A single NVL72 rack aggregates approximately 21 TB of HBM3e memory across these GPUs and, with CPU-GPU coherent memory, can reach around 40 TB of “fast” memory. This memory capacity supports larger models and extended prompts without frequent offloading, resulting in higher tokens per second and fewer pauses.
In benchmark tests, NVIDIA’s GB300 NVL72 recently set records in the new inference tests of MLPerf Inference v5.1, including higher DeepSeek-R1 throughput than previous-generation Blackwell-based clusters. The platform is also optimized for FP4 formats (e.g., NVFP4) and Dynamo-style disaggregated services—choices aimed at reducing inference costs for large-scale models.
At this scale, power and grid stability are becoming top-tier engineering concerns. The GB300 introduces rack power units with onboard energy storage and coordinated power smoothing, reducing peak demand by up to 30%—especially beneficial when thousands of GPUs accelerate or decelerate in sync. More grid-aware designs like this are expected in hyperscale AI builds.
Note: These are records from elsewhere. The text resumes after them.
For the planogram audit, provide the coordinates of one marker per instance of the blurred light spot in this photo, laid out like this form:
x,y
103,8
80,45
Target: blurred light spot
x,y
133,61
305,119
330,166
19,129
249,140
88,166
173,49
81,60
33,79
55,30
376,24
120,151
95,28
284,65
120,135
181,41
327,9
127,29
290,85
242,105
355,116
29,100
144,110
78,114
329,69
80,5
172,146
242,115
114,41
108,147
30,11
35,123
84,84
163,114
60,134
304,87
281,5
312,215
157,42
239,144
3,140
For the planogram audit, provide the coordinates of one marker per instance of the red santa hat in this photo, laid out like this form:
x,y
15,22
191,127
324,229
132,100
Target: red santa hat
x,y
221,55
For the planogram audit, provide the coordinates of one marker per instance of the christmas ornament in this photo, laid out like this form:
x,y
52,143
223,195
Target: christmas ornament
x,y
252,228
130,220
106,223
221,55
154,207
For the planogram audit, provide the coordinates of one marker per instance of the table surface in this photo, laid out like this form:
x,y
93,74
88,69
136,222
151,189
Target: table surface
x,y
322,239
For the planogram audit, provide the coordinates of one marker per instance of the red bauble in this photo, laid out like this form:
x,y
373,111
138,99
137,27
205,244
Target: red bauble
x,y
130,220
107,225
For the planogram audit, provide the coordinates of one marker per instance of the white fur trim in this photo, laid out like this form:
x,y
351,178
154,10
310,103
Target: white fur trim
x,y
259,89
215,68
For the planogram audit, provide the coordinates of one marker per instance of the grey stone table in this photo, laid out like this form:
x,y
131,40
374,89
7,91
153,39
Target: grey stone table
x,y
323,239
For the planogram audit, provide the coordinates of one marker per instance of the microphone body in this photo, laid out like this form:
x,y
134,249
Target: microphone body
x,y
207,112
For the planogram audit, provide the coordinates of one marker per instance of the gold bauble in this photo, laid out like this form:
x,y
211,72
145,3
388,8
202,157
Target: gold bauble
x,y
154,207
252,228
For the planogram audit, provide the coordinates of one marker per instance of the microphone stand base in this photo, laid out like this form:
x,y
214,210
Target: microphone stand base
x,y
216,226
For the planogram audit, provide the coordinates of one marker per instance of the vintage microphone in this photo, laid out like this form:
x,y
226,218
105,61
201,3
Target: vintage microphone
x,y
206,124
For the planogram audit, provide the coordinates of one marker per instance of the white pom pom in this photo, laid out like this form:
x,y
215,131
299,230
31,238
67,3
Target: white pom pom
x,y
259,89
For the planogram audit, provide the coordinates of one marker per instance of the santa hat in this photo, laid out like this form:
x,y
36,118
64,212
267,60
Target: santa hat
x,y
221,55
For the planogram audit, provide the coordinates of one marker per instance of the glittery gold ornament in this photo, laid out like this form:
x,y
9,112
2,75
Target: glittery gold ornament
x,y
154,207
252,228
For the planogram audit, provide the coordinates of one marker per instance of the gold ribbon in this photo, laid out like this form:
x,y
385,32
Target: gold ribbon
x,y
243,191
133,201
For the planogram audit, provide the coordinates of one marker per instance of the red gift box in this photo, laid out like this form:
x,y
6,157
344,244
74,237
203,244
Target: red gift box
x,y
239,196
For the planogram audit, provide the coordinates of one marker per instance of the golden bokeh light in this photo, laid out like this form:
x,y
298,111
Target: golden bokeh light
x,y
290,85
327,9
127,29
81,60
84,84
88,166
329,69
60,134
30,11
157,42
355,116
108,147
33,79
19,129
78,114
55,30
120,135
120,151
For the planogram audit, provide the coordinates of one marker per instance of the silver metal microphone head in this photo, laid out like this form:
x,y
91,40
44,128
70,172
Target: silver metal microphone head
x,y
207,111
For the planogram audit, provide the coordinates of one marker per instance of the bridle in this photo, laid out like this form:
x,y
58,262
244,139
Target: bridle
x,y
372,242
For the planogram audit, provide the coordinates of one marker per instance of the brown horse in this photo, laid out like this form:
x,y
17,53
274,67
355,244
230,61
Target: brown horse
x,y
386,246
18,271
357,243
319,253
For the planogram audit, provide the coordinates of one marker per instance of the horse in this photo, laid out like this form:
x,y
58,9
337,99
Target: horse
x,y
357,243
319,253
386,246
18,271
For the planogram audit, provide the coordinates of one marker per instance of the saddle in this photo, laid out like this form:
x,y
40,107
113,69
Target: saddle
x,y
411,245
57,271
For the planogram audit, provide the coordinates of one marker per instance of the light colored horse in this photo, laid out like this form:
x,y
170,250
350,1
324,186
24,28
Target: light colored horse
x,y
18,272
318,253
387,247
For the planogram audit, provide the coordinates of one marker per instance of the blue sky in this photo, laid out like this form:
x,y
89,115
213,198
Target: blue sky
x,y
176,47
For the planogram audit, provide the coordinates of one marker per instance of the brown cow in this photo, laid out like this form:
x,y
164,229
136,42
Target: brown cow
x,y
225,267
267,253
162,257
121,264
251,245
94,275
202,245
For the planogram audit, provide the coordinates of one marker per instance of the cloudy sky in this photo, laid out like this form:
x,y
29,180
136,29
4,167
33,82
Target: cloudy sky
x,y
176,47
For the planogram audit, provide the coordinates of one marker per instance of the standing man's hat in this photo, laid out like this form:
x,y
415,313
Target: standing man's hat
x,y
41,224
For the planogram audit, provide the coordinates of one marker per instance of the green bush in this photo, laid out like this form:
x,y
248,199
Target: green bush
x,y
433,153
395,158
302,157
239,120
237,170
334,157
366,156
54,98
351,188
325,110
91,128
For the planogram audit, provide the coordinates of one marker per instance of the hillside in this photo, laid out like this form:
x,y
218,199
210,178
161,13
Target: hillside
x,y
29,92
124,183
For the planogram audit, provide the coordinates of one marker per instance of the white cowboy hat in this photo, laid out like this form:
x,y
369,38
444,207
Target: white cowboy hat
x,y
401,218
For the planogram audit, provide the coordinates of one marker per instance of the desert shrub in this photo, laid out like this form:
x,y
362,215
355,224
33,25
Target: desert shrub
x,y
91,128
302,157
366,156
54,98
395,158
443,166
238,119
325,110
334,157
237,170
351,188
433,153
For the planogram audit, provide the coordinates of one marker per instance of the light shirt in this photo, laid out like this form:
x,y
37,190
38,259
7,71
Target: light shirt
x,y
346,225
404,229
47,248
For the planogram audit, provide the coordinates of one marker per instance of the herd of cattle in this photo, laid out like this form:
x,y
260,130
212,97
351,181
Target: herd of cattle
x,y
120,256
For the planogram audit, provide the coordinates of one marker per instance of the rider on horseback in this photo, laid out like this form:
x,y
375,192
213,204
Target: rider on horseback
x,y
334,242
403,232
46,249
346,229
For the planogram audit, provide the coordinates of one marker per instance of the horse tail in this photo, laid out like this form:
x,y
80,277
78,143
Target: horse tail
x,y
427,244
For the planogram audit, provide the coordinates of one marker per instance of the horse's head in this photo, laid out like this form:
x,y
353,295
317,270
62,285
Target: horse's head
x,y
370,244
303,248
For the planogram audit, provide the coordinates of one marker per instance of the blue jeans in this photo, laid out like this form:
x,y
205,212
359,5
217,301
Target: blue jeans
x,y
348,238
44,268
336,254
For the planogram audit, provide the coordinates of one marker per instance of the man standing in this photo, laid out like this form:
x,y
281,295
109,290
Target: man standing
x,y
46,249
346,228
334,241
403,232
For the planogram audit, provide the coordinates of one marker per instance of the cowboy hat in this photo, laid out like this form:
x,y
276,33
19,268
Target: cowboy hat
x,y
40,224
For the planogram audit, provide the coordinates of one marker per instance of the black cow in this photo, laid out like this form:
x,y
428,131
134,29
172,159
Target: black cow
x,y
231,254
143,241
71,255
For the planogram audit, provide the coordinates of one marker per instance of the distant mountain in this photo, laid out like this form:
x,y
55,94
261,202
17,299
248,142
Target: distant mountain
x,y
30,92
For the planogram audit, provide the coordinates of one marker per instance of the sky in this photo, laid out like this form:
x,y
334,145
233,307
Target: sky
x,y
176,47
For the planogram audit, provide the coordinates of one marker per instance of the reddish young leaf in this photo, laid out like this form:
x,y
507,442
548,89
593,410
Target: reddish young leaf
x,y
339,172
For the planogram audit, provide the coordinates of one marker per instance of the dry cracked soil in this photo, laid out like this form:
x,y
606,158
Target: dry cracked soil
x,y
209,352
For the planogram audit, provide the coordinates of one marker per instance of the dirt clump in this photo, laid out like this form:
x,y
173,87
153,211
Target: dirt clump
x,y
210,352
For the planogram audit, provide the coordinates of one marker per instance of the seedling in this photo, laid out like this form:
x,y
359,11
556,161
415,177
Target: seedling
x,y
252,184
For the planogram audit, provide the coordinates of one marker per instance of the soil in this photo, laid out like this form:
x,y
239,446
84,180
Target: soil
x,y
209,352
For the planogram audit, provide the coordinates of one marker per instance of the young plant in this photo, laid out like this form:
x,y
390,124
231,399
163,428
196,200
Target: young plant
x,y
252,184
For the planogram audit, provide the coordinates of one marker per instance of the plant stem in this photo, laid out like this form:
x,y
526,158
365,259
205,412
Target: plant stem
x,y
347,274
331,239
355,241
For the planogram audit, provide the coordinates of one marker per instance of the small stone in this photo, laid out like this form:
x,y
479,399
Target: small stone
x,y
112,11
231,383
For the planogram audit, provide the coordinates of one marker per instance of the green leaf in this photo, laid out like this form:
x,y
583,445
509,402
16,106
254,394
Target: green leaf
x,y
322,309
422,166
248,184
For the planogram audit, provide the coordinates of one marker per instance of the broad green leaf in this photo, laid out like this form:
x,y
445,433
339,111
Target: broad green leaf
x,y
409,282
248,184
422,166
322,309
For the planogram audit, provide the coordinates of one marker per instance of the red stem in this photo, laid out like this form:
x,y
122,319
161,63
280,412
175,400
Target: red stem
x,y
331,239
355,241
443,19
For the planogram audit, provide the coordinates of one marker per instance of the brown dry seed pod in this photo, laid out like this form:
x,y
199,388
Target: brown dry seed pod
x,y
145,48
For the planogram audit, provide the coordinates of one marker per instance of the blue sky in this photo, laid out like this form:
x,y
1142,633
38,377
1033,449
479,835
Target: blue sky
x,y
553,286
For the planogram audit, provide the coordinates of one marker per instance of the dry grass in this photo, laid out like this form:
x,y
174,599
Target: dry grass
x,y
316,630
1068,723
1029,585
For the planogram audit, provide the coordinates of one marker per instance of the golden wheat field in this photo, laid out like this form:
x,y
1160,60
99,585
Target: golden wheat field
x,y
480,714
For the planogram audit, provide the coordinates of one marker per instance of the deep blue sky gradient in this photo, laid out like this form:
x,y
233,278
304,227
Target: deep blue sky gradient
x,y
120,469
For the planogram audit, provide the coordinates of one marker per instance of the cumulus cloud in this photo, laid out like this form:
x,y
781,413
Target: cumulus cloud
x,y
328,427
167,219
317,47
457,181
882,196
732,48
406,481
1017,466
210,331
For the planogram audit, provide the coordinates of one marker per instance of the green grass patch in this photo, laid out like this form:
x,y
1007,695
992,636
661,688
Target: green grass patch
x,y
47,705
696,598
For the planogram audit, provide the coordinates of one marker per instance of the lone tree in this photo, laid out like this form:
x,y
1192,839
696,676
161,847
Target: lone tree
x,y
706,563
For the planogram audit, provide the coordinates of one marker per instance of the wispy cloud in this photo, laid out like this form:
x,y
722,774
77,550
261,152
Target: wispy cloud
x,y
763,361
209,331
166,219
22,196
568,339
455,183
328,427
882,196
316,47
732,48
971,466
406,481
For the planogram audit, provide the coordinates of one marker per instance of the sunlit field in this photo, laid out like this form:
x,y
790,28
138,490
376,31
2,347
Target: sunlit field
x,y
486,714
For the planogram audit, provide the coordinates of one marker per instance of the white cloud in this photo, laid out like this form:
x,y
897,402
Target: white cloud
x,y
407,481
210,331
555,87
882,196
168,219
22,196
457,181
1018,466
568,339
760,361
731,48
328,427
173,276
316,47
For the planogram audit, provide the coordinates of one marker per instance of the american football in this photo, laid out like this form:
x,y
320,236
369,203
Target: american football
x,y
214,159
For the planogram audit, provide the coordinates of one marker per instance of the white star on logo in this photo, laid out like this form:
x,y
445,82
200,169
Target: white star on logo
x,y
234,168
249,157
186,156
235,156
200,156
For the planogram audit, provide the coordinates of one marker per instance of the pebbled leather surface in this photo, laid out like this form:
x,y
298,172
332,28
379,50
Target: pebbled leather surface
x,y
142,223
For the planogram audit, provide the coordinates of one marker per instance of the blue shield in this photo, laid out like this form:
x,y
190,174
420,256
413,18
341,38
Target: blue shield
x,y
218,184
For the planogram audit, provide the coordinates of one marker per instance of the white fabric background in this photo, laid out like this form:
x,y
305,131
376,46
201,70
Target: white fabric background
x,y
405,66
This initiative aligns with a broader capacity strategy. Microsoft has been securing supply—both within its own data centers and through “new cloud” partners—to support GPU-intensive projects even as it prepares to roll out the new GB300 globally. This procurement approach, combined with Azure’s GB200 deployment, reflects Microsoft’s plan to shorten training cycles and bring larger models to market faster.